# Circular Motion Probelm

## Homework Statement

A curve of radius 65m is banked for a design speed of 105 km/h. If the coefficient of static friction is 0.34 (wet pavement), at what range of speeds can a car safely make the curve?

I am not sure how can I get range of velocities at which the car can travel without skidding

F = mA
F = ukFN
A = (v^2) / R

## The Attempt at a Solution

uk x FN = mA
uk x mg =m(v^2)/r
v = sqrt [uk x r x g]
v = sqrt[ 0.34 x 65 x 9.8] = 14.72 m/s -> 53 km/hr

lightgrav
Homework Helper
the curve is "banked" at some angle above the horizontal;
draw your car with velocity INTO the page, so all the Force vectors ,
and the acceleration vector, are diplayed ON the paper with angles showing.
at the "design speed", mg + F_N = ma_c , even with no friction.

if a car goes too slow, friction is needed ... also if a car goes too fast.

This is what I found out after doing the diagram:
*theta = angle at which the curve is banked.

F_N = -ma_c / cos ("theta" +90)
so I replaced into:

mg + sin ("theta" +90) x F_N = ma_c

mg + sin ("theta" +90) x ( (-ma_c) / (cos("theta" +90) ) = ma_c

(-9.8) + tan ("theta"+90) x ( v^2 / r ) = v^2 / r

Theta = 29.76181434

Is this correct? if so, I understand this is the angle at which the car can travel at v = 29.166 m/s without friction needed, but I still don't know how to find the range of speeds.

lightgrav
Homework Helper
mg (down) + F_N(diagonal) = ma_c (horizontal) ... right triangle .
F_N is the same angle from vertical , that the road is from horizontal .
(your v^2/r is 13m/s^2 , right? ma_c this is bigger than gravity!)

If a car is trying to creep around this curve, it will slide down the steep slope.
what direction does friction push this car? ... how hard?

mg (down) + F_N(diagonal) = ma_c (horizontal) ... right triangle .
F_N is the same angle from vertical , that the road is from horizontal .
(your v^2/r is 13m/s^2 , right? ma_c this is bigger than gravity!)

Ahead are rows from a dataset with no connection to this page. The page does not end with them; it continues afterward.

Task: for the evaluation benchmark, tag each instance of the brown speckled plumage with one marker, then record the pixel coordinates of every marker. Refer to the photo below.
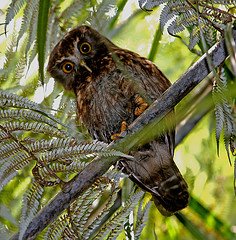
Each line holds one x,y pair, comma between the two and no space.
107,81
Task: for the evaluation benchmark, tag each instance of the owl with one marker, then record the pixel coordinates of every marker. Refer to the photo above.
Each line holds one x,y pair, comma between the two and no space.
113,86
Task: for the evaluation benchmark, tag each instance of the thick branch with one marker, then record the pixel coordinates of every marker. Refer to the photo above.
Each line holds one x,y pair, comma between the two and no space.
157,110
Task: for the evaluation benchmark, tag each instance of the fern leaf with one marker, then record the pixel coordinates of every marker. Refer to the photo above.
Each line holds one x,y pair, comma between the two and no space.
141,220
56,229
12,100
225,2
114,225
13,9
35,127
171,9
96,223
23,114
29,12
9,168
31,205
149,5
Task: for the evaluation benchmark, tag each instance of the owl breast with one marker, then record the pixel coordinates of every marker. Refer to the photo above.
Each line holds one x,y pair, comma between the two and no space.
104,102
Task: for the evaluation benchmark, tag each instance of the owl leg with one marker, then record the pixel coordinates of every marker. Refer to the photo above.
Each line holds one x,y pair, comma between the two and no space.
123,128
141,105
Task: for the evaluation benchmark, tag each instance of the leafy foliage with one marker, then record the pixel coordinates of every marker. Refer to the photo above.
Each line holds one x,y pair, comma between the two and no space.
197,17
46,142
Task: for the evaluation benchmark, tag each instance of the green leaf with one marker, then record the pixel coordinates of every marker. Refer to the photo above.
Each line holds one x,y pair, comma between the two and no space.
44,6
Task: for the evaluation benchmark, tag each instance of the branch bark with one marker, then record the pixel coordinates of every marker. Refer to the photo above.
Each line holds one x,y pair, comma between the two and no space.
98,167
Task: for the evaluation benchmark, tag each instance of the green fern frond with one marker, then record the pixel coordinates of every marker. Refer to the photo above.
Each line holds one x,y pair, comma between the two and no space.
30,11
31,205
11,165
31,37
225,2
56,229
112,228
97,222
225,122
12,100
196,17
45,145
13,10
171,9
141,220
82,212
23,114
35,127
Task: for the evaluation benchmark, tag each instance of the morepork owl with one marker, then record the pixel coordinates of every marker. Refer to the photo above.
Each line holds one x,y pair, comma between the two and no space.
113,86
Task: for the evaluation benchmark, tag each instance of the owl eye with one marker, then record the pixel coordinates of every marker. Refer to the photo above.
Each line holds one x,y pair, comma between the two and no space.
67,67
85,48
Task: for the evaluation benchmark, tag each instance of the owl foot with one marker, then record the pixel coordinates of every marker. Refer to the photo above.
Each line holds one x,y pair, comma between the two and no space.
123,128
141,105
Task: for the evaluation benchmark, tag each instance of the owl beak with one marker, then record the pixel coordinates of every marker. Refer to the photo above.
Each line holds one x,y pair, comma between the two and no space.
83,64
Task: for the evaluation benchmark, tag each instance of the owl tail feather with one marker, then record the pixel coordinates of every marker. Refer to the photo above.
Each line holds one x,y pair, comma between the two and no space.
155,171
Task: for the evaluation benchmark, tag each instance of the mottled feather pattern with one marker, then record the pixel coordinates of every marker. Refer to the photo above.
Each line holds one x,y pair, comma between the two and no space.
107,81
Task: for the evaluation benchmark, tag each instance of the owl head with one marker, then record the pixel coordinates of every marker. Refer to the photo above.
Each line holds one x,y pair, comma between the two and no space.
77,54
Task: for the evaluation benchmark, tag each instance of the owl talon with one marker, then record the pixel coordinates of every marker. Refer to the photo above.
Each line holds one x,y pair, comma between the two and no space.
141,105
123,128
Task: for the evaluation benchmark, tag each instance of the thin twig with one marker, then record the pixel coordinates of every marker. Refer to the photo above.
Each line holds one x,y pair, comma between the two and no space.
98,167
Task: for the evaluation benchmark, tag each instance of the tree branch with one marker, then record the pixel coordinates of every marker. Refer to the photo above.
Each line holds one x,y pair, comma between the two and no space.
98,167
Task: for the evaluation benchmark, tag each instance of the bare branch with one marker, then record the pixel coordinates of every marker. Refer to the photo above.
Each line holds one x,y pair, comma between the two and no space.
98,167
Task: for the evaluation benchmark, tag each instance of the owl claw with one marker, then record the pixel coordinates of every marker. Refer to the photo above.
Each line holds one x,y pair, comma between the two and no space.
123,128
141,105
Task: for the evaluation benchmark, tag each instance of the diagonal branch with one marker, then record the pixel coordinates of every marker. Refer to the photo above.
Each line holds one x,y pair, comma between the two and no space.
156,112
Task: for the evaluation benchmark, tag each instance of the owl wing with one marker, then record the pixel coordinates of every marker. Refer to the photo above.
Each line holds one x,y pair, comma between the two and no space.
153,168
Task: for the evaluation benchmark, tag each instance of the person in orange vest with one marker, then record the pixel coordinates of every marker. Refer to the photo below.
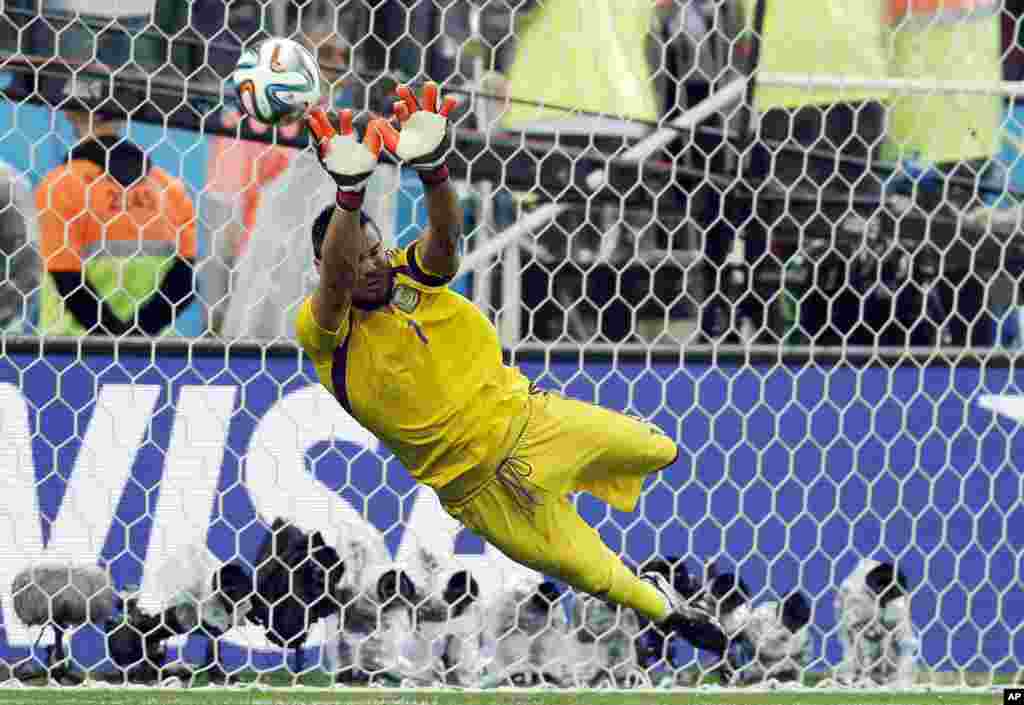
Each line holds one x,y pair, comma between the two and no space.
118,242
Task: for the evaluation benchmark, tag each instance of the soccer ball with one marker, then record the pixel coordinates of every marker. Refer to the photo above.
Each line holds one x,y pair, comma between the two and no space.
276,80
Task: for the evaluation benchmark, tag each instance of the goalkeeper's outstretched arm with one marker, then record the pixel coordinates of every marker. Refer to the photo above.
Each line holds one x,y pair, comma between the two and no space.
344,243
439,249
350,163
423,143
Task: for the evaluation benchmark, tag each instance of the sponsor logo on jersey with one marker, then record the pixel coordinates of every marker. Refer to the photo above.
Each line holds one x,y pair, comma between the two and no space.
406,298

If a car is trying to creep around this curve, it will slide down the steep slope.
what direction does friction push this car? ... how hard?

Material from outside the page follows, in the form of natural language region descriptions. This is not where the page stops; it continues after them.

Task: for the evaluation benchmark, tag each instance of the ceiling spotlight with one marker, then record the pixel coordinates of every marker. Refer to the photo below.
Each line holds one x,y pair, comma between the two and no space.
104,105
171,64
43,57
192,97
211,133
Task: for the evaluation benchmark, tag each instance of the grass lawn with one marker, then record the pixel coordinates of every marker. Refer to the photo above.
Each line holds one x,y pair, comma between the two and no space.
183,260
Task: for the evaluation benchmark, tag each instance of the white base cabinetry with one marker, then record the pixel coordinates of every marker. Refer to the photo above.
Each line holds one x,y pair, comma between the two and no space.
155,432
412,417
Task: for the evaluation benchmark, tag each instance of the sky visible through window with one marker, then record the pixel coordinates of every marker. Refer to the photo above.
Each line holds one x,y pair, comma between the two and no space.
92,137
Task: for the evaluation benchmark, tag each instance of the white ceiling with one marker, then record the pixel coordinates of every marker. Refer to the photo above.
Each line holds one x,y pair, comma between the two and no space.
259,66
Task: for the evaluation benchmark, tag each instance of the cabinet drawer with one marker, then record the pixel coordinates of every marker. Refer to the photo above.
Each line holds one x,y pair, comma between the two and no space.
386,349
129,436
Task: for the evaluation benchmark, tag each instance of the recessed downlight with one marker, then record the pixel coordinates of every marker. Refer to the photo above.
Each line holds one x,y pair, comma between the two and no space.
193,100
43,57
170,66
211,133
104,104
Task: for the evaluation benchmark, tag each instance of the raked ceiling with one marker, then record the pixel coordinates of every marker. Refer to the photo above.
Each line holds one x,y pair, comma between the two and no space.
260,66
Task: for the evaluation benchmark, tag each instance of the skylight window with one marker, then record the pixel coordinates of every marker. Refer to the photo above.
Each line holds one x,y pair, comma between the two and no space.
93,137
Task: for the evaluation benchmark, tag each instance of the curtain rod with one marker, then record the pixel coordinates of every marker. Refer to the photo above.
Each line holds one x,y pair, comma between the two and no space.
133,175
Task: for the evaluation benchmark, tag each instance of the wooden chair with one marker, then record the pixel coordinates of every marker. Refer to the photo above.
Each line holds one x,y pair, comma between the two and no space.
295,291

Yes, my v^2/r is 13.08 m/s^2.
If the car slides down the slope friction will act in the opposite direction the car is sliding, so friction acts up the slope.
Force of friction = F_N x uk.
Am I right?

Last edited:
I tried again starting from zero, and this time I set the sum of the forces in the Y direction to zero, but now I get a negative angle.
So:
F_N = -ma_c / cos (90 + "theta")
Replaced into :
sin (90 + "theta") * F_N = mg
and I got
"theta" = -126.825869

Hello demente182!

I watch these forums to discourage students from cheating. Please solve the problem on your own.